Many occupations require spouses to be separated for extended periods of time. I find myself in one of them. I entered trucking when I discovered I was a soon-to-be father. Working in manufacturing and living paycheck to paycheck, I knew I needed to make changes. So, I signed a 10-month contract with a mega fleet and left my crying, pregnant girlfriend (now wife), at the Greyhound station in hopes of providing a better life for us. This career was not just a sacrifice I was making, but one we made together.
Maintaining a relationship as a trucker can be challenging. Looking back over our developmental arch, I can truly say we have a relationship "forged in flames" meaning, we’ve seen some stuff. Despite all the stress and pressure, we grew closer and strengthened our bond to the point where we wouldn't change a thing in our past because it led us to where we are now.
To say trucking has had an impact on my relationship would be an understatement. My wife and I were able to overcome many obstacles, simply because we sought the advice of people that were older and wiser. It was a form of preventive maintenance for our relationship.
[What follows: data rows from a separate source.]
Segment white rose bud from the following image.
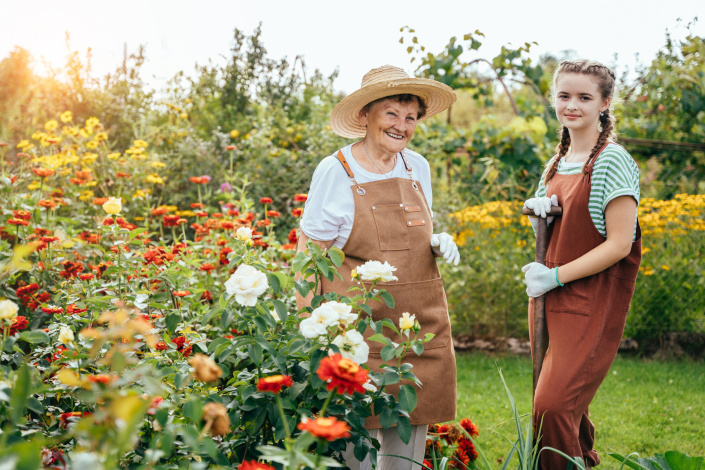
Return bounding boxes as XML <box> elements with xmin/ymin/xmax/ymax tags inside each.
<box><xmin>224</xmin><ymin>264</ymin><xmax>269</xmax><ymax>307</ymax></box>
<box><xmin>332</xmin><ymin>330</ymin><xmax>369</xmax><ymax>364</ymax></box>
<box><xmin>102</xmin><ymin>197</ymin><xmax>122</xmax><ymax>215</ymax></box>
<box><xmin>0</xmin><ymin>299</ymin><xmax>19</xmax><ymax>320</ymax></box>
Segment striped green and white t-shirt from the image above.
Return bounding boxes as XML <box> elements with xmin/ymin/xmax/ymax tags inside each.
<box><xmin>536</xmin><ymin>143</ymin><xmax>640</xmax><ymax>240</ymax></box>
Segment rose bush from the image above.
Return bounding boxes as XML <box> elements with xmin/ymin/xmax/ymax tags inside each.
<box><xmin>0</xmin><ymin>114</ymin><xmax>436</xmax><ymax>469</ymax></box>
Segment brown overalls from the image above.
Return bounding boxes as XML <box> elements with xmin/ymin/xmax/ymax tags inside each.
<box><xmin>322</xmin><ymin>150</ymin><xmax>457</xmax><ymax>429</ymax></box>
<box><xmin>530</xmin><ymin>145</ymin><xmax>641</xmax><ymax>468</ymax></box>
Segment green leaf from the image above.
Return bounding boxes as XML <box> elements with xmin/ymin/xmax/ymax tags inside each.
<box><xmin>18</xmin><ymin>330</ymin><xmax>50</xmax><ymax>344</ymax></box>
<box><xmin>244</xmin><ymin>406</ymin><xmax>267</xmax><ymax>436</ymax></box>
<box><xmin>398</xmin><ymin>385</ymin><xmax>418</xmax><ymax>413</ymax></box>
<box><xmin>267</xmin><ymin>272</ymin><xmax>281</xmax><ymax>293</ymax></box>
<box><xmin>218</xmin><ymin>293</ymin><xmax>227</xmax><ymax>309</ymax></box>
<box><xmin>294</xmin><ymin>279</ymin><xmax>310</xmax><ymax>297</ymax></box>
<box><xmin>272</xmin><ymin>300</ymin><xmax>288</xmax><ymax>323</ymax></box>
<box><xmin>26</xmin><ymin>396</ymin><xmax>43</xmax><ymax>414</ymax></box>
<box><xmin>183</xmin><ymin>399</ymin><xmax>202</xmax><ymax>423</ymax></box>
<box><xmin>220</xmin><ymin>308</ymin><xmax>234</xmax><ymax>328</ymax></box>
<box><xmin>412</xmin><ymin>342</ymin><xmax>424</xmax><ymax>356</ymax></box>
<box><xmin>10</xmin><ymin>363</ymin><xmax>30</xmax><ymax>424</ymax></box>
<box><xmin>380</xmin><ymin>291</ymin><xmax>395</xmax><ymax>308</ymax></box>
<box><xmin>382</xmin><ymin>371</ymin><xmax>400</xmax><ymax>386</ymax></box>
<box><xmin>248</xmin><ymin>342</ymin><xmax>263</xmax><ymax>366</ymax></box>
<box><xmin>273</xmin><ymin>271</ymin><xmax>289</xmax><ymax>290</ymax></box>
<box><xmin>128</xmin><ymin>227</ymin><xmax>148</xmax><ymax>240</ymax></box>
<box><xmin>380</xmin><ymin>408</ymin><xmax>397</xmax><ymax>429</ymax></box>
<box><xmin>359</xmin><ymin>303</ymin><xmax>372</xmax><ymax>316</ymax></box>
<box><xmin>664</xmin><ymin>451</ymin><xmax>704</xmax><ymax>470</ymax></box>
<box><xmin>165</xmin><ymin>314</ymin><xmax>180</xmax><ymax>334</ymax></box>
<box><xmin>207</xmin><ymin>337</ymin><xmax>229</xmax><ymax>354</ymax></box>
<box><xmin>366</xmin><ymin>333</ymin><xmax>391</xmax><ymax>345</ymax></box>
<box><xmin>315</xmin><ymin>258</ymin><xmax>330</xmax><ymax>277</ymax></box>
<box><xmin>381</xmin><ymin>345</ymin><xmax>396</xmax><ymax>362</ymax></box>
<box><xmin>292</xmin><ymin>251</ymin><xmax>310</xmax><ymax>273</ymax></box>
<box><xmin>396</xmin><ymin>415</ymin><xmax>412</xmax><ymax>444</ymax></box>
<box><xmin>328</xmin><ymin>246</ymin><xmax>345</xmax><ymax>267</ymax></box>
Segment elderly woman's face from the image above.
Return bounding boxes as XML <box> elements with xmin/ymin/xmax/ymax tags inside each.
<box><xmin>360</xmin><ymin>98</ymin><xmax>419</xmax><ymax>155</ymax></box>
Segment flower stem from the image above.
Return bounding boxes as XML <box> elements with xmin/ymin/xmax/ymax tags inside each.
<box><xmin>275</xmin><ymin>395</ymin><xmax>291</xmax><ymax>438</ymax></box>
<box><xmin>319</xmin><ymin>389</ymin><xmax>336</xmax><ymax>416</ymax></box>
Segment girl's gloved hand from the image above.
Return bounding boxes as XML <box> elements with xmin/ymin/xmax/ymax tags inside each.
<box><xmin>524</xmin><ymin>194</ymin><xmax>558</xmax><ymax>219</ymax></box>
<box><xmin>431</xmin><ymin>232</ymin><xmax>460</xmax><ymax>266</ymax></box>
<box><xmin>521</xmin><ymin>262</ymin><xmax>561</xmax><ymax>297</ymax></box>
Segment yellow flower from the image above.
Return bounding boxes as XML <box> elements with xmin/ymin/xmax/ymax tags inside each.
<box><xmin>661</xmin><ymin>265</ymin><xmax>670</xmax><ymax>271</ymax></box>
<box><xmin>107</xmin><ymin>152</ymin><xmax>121</xmax><ymax>160</ymax></box>
<box><xmin>58</xmin><ymin>326</ymin><xmax>74</xmax><ymax>345</ymax></box>
<box><xmin>151</xmin><ymin>161</ymin><xmax>166</xmax><ymax>168</ymax></box>
<box><xmin>350</xmin><ymin>268</ymin><xmax>358</xmax><ymax>279</ymax></box>
<box><xmin>45</xmin><ymin>120</ymin><xmax>58</xmax><ymax>131</ymax></box>
<box><xmin>133</xmin><ymin>139</ymin><xmax>148</xmax><ymax>148</ymax></box>
<box><xmin>180</xmin><ymin>112</ymin><xmax>188</xmax><ymax>119</ymax></box>
<box><xmin>94</xmin><ymin>132</ymin><xmax>108</xmax><ymax>142</ymax></box>
<box><xmin>27</xmin><ymin>181</ymin><xmax>41</xmax><ymax>190</ymax></box>
<box><xmin>16</xmin><ymin>140</ymin><xmax>29</xmax><ymax>149</ymax></box>
<box><xmin>82</xmin><ymin>153</ymin><xmax>98</xmax><ymax>164</ymax></box>
<box><xmin>31</xmin><ymin>131</ymin><xmax>46</xmax><ymax>140</ymax></box>
<box><xmin>79</xmin><ymin>190</ymin><xmax>95</xmax><ymax>202</ymax></box>
<box><xmin>85</xmin><ymin>117</ymin><xmax>100</xmax><ymax>129</ymax></box>
<box><xmin>146</xmin><ymin>174</ymin><xmax>164</xmax><ymax>184</ymax></box>
<box><xmin>132</xmin><ymin>189</ymin><xmax>149</xmax><ymax>199</ymax></box>
<box><xmin>229</xmin><ymin>129</ymin><xmax>240</xmax><ymax>139</ymax></box>
<box><xmin>399</xmin><ymin>312</ymin><xmax>416</xmax><ymax>330</ymax></box>
<box><xmin>62</xmin><ymin>126</ymin><xmax>79</xmax><ymax>136</ymax></box>
<box><xmin>79</xmin><ymin>129</ymin><xmax>90</xmax><ymax>138</ymax></box>
<box><xmin>60</xmin><ymin>111</ymin><xmax>73</xmax><ymax>123</ymax></box>
<box><xmin>85</xmin><ymin>140</ymin><xmax>98</xmax><ymax>149</ymax></box>
<box><xmin>102</xmin><ymin>197</ymin><xmax>123</xmax><ymax>215</ymax></box>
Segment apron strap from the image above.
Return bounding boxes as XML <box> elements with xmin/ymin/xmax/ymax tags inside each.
<box><xmin>399</xmin><ymin>150</ymin><xmax>419</xmax><ymax>191</ymax></box>
<box><xmin>582</xmin><ymin>142</ymin><xmax>610</xmax><ymax>183</ymax></box>
<box><xmin>336</xmin><ymin>150</ymin><xmax>366</xmax><ymax>195</ymax></box>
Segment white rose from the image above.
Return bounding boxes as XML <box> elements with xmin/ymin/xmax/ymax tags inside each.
<box><xmin>235</xmin><ymin>226</ymin><xmax>253</xmax><ymax>242</ymax></box>
<box><xmin>0</xmin><ymin>299</ymin><xmax>19</xmax><ymax>320</ymax></box>
<box><xmin>326</xmin><ymin>300</ymin><xmax>358</xmax><ymax>327</ymax></box>
<box><xmin>356</xmin><ymin>260</ymin><xmax>398</xmax><ymax>282</ymax></box>
<box><xmin>299</xmin><ymin>304</ymin><xmax>339</xmax><ymax>338</ymax></box>
<box><xmin>399</xmin><ymin>312</ymin><xmax>416</xmax><ymax>330</ymax></box>
<box><xmin>58</xmin><ymin>326</ymin><xmax>74</xmax><ymax>345</ymax></box>
<box><xmin>332</xmin><ymin>330</ymin><xmax>369</xmax><ymax>364</ymax></box>
<box><xmin>224</xmin><ymin>264</ymin><xmax>269</xmax><ymax>307</ymax></box>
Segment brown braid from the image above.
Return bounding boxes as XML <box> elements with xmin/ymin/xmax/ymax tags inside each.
<box><xmin>544</xmin><ymin>126</ymin><xmax>571</xmax><ymax>185</ymax></box>
<box><xmin>544</xmin><ymin>59</ymin><xmax>618</xmax><ymax>185</ymax></box>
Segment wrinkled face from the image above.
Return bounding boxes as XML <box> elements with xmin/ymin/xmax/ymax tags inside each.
<box><xmin>359</xmin><ymin>98</ymin><xmax>419</xmax><ymax>155</ymax></box>
<box><xmin>554</xmin><ymin>73</ymin><xmax>610</xmax><ymax>132</ymax></box>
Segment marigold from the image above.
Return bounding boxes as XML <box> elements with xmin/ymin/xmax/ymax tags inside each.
<box><xmin>316</xmin><ymin>354</ymin><xmax>368</xmax><ymax>395</ymax></box>
<box><xmin>297</xmin><ymin>416</ymin><xmax>351</xmax><ymax>441</ymax></box>
<box><xmin>257</xmin><ymin>375</ymin><xmax>294</xmax><ymax>394</ymax></box>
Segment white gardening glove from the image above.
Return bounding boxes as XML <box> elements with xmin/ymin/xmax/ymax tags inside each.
<box><xmin>521</xmin><ymin>262</ymin><xmax>561</xmax><ymax>297</ymax></box>
<box><xmin>431</xmin><ymin>232</ymin><xmax>460</xmax><ymax>266</ymax></box>
<box><xmin>525</xmin><ymin>194</ymin><xmax>558</xmax><ymax>233</ymax></box>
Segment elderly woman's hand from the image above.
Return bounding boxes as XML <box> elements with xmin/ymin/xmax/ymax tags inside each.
<box><xmin>431</xmin><ymin>232</ymin><xmax>460</xmax><ymax>266</ymax></box>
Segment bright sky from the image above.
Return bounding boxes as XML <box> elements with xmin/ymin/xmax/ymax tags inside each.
<box><xmin>1</xmin><ymin>0</ymin><xmax>703</xmax><ymax>94</ymax></box>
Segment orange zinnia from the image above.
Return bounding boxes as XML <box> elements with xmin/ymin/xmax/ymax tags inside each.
<box><xmin>291</xmin><ymin>208</ymin><xmax>303</xmax><ymax>217</ymax></box>
<box><xmin>13</xmin><ymin>210</ymin><xmax>31</xmax><ymax>220</ymax></box>
<box><xmin>265</xmin><ymin>210</ymin><xmax>280</xmax><ymax>218</ymax></box>
<box><xmin>38</xmin><ymin>199</ymin><xmax>56</xmax><ymax>209</ymax></box>
<box><xmin>316</xmin><ymin>354</ymin><xmax>368</xmax><ymax>395</ymax></box>
<box><xmin>259</xmin><ymin>197</ymin><xmax>273</xmax><ymax>204</ymax></box>
<box><xmin>173</xmin><ymin>290</ymin><xmax>190</xmax><ymax>297</ymax></box>
<box><xmin>189</xmin><ymin>176</ymin><xmax>209</xmax><ymax>184</ymax></box>
<box><xmin>297</xmin><ymin>416</ymin><xmax>351</xmax><ymax>441</ymax></box>
<box><xmin>256</xmin><ymin>375</ymin><xmax>294</xmax><ymax>394</ymax></box>
<box><xmin>238</xmin><ymin>461</ymin><xmax>275</xmax><ymax>470</ymax></box>
<box><xmin>32</xmin><ymin>167</ymin><xmax>55</xmax><ymax>178</ymax></box>
<box><xmin>293</xmin><ymin>193</ymin><xmax>308</xmax><ymax>202</ymax></box>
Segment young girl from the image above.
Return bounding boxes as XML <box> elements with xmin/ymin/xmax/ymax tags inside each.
<box><xmin>521</xmin><ymin>60</ymin><xmax>641</xmax><ymax>469</ymax></box>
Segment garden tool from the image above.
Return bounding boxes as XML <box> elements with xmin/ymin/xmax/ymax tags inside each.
<box><xmin>522</xmin><ymin>205</ymin><xmax>563</xmax><ymax>397</ymax></box>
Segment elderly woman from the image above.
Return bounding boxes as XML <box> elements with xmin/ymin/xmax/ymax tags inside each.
<box><xmin>297</xmin><ymin>65</ymin><xmax>461</xmax><ymax>470</ymax></box>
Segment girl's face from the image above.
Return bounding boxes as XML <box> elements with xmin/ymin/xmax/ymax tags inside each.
<box><xmin>554</xmin><ymin>73</ymin><xmax>610</xmax><ymax>132</ymax></box>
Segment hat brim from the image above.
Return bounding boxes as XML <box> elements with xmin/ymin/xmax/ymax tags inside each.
<box><xmin>329</xmin><ymin>78</ymin><xmax>457</xmax><ymax>138</ymax></box>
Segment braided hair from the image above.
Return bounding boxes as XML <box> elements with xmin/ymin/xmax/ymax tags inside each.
<box><xmin>543</xmin><ymin>60</ymin><xmax>618</xmax><ymax>185</ymax></box>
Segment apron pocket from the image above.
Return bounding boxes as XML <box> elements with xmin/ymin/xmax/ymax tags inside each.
<box><xmin>546</xmin><ymin>274</ymin><xmax>597</xmax><ymax>316</ymax></box>
<box><xmin>372</xmin><ymin>204</ymin><xmax>410</xmax><ymax>251</ymax></box>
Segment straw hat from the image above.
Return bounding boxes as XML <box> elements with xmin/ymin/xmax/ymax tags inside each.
<box><xmin>330</xmin><ymin>65</ymin><xmax>457</xmax><ymax>138</ymax></box>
I was able to find audiobooks and podcasts that were edutainment, (Educational and entertaining). From there, we learned what healthy relationships looked like, and what some common mistakes were.
I've experienced firsthand and witnessed the consequences of OTR Trucking on relationships. Several men I’ve trained had problems adjusting to the new lifestyle. I’ve witnessed divorce, and have heard numerous horror stories about relationships gone sour. A question I frequently ask old-school truckers is, "Was it worth it?". The most common response I get is "No". I can't help but ask myself if I would feel the same after 30+ years.
Now, for some unsolicited advice. If I could go back in time to my younger self there are three points that I'd share: communication, effort, and passion. Talking about our feelings keeps our fingers on the pulse of the relationship. This helps us feel like both parties are putting in the effort to make the relationship a success. Finally, learn how to create passion, especially for long-term relationships.
After 8 years with my spouse, we still boast chemistry that I rarely see in our peers. I attribute a lot of our success to the fact that, with my job, I have the time to put the effort into studying relationships. The most significant value I take from trucking is not the money I make, but the ideas I expose myself to. In this way, trucking has been the best thing that’s ever happened to me.